3

rsync --info=progress2 percent complete of copying a large directory is non-uniform in that the last 10% seems to take longer than the first 90%.

Why is this and is there a way to make it a more uniform progress indicator?

eyn
  • 133
  • 1
  • 6
  • 1
    If there's anything that Windows has taught us, "proper" progress indication is *hard*. – muru Jul 20 '18 at 01:11
  • 1
    @muru especially when a filesystem cache is in action that pretends high writing speeds until it is full. – PerlDuck Jul 20 '18 at 07:28

3 Answers3

7

The reason for the observed behaviour is likely a file system cache:

When files are written (as rsync does), then usually the data gets written to a cache (in memory) first and the write operation almost instantly returns. The data is then written to the disk in background while the user can already do other things.

If the cache is large enough to hold the data to be written this pretends a huge writing speed.

If the data to be written doesn't fit into the file system cache, then the excess data is actually written to disk before the write operation completes, and writing to disk is slower than writing to in-memory cache.

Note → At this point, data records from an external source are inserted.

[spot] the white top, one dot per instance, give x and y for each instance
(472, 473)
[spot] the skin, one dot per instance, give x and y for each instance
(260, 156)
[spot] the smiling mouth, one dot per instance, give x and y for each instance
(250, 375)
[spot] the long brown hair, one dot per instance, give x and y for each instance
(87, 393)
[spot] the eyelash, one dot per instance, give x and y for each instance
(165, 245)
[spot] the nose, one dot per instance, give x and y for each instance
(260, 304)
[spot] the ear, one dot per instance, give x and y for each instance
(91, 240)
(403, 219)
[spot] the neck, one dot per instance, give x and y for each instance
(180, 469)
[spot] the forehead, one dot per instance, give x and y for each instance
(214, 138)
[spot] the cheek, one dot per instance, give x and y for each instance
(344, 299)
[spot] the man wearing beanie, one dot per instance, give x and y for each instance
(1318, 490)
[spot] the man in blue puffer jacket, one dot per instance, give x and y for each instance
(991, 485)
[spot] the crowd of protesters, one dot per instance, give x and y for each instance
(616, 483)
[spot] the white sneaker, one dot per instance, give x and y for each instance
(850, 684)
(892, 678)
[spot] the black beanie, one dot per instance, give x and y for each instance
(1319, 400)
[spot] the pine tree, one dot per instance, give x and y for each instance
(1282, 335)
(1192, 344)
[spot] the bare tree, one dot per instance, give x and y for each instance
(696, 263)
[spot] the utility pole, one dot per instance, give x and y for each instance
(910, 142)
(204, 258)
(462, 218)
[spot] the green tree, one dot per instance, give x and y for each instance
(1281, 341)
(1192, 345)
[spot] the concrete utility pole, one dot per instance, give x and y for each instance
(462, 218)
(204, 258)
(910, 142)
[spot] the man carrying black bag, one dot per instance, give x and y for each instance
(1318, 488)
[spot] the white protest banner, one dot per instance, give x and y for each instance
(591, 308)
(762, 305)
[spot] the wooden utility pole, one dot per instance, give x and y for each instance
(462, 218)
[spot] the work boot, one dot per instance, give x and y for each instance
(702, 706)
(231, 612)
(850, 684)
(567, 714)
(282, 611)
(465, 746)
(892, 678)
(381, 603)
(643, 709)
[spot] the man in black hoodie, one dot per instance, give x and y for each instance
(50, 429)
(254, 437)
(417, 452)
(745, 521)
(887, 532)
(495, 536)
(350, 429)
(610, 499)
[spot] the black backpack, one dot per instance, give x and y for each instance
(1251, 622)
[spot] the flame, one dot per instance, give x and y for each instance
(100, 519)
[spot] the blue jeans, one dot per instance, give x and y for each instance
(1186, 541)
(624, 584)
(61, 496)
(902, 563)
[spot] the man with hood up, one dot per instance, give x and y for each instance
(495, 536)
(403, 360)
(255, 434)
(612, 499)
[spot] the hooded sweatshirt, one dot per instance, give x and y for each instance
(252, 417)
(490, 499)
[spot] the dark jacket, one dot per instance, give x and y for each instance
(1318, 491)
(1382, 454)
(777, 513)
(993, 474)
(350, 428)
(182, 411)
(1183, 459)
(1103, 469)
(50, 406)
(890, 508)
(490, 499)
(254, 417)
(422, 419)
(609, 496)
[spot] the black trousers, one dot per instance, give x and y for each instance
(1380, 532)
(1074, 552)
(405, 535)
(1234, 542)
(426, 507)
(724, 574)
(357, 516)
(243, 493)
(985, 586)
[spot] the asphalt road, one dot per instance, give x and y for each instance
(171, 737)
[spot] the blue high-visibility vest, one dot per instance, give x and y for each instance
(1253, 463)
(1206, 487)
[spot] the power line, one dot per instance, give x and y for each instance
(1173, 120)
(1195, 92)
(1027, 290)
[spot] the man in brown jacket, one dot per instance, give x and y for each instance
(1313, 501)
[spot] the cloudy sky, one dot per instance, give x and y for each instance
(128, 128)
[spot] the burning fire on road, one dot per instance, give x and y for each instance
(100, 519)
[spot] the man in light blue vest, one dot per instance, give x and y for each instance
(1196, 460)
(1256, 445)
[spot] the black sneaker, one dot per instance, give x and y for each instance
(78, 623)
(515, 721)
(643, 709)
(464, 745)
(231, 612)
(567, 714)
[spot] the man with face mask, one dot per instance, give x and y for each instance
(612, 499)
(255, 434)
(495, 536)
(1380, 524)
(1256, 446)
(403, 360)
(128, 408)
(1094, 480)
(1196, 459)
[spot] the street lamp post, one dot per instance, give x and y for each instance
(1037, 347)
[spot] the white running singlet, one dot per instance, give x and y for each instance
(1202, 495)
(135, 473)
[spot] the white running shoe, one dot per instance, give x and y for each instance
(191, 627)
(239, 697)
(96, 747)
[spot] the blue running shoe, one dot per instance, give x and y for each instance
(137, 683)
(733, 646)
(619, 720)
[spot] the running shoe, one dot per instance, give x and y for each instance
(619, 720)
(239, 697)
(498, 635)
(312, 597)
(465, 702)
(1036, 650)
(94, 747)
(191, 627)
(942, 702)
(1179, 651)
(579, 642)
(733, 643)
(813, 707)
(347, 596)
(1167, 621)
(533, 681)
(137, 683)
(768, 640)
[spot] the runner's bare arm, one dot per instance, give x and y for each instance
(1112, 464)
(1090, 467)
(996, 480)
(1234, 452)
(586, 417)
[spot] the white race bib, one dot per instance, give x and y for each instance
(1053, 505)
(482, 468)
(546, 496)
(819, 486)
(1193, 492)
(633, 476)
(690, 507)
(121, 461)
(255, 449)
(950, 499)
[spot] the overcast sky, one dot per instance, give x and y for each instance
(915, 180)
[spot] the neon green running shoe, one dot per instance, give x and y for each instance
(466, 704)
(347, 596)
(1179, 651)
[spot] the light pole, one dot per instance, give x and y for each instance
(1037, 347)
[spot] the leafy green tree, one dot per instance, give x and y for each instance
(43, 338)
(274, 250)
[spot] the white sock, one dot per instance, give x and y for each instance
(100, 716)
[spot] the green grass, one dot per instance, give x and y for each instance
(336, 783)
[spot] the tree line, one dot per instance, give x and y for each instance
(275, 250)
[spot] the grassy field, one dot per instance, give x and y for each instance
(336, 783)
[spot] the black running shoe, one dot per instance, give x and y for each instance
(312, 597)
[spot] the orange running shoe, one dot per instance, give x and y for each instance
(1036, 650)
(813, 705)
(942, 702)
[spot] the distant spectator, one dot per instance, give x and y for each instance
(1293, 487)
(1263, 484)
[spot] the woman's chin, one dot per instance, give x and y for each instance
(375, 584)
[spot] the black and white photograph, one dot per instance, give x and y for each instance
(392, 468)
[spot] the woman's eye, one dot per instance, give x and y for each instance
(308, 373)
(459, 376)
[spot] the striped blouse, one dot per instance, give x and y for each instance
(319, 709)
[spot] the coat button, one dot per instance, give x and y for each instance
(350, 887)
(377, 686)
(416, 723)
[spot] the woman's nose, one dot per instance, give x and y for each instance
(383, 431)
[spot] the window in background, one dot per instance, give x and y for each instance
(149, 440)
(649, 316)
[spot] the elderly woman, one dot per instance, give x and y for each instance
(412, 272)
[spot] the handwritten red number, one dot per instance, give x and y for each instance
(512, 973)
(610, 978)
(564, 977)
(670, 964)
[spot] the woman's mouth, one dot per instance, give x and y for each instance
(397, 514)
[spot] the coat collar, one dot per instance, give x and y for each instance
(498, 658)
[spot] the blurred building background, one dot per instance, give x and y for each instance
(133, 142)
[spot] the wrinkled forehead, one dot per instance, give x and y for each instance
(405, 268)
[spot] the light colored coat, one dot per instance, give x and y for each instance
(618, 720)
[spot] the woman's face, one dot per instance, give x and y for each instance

The excess data doesn't bypass the cache but rather waits until previous content has been moved from the cache to the disk giving again some free space in the cache, so the new data can be written to the cache.

So the first part of data (90% in your case) appears to be written in an instant (to cache) while the last 10% take more time because then actual disk operation kicks in.

PerlDuck
  • 13,014
  • 1
  • 36
  • 60
  • 1
    See also https://askubuntu.com/questions/5051/how-to-switch-off-caching-for-usb-device-when-writing-to-it – muru Jul 20 '18 at 09:21
  • 1
    This makes total sense. Thanks. If I had enough points to upvote, I would. But, it's my first questions here. ;) – eyn Jul 24 '18 at 22:22
  • @eyn Oh, I wasn't aware that we need 15 reputation points to upvote. But you don't need any reputation to _accept_ an answer if you think it solved your problem. By far I don't want to talk you into that. Take your time and perhaps read [_What should I do when someone answers my question?_](https://askubuntu.com/help/someone-answers). :-) – PerlDuck Jul 25 '18 at 09:33
  • yep. Gotcha and thanks. I hadn't even realized I could accept an answer. – eyn Jul 26 '18 at 02:51
2

In addition to PerlDuck's answer, it's worth noting that writing one large file is faster than writing a huge number of files that add up to the same size.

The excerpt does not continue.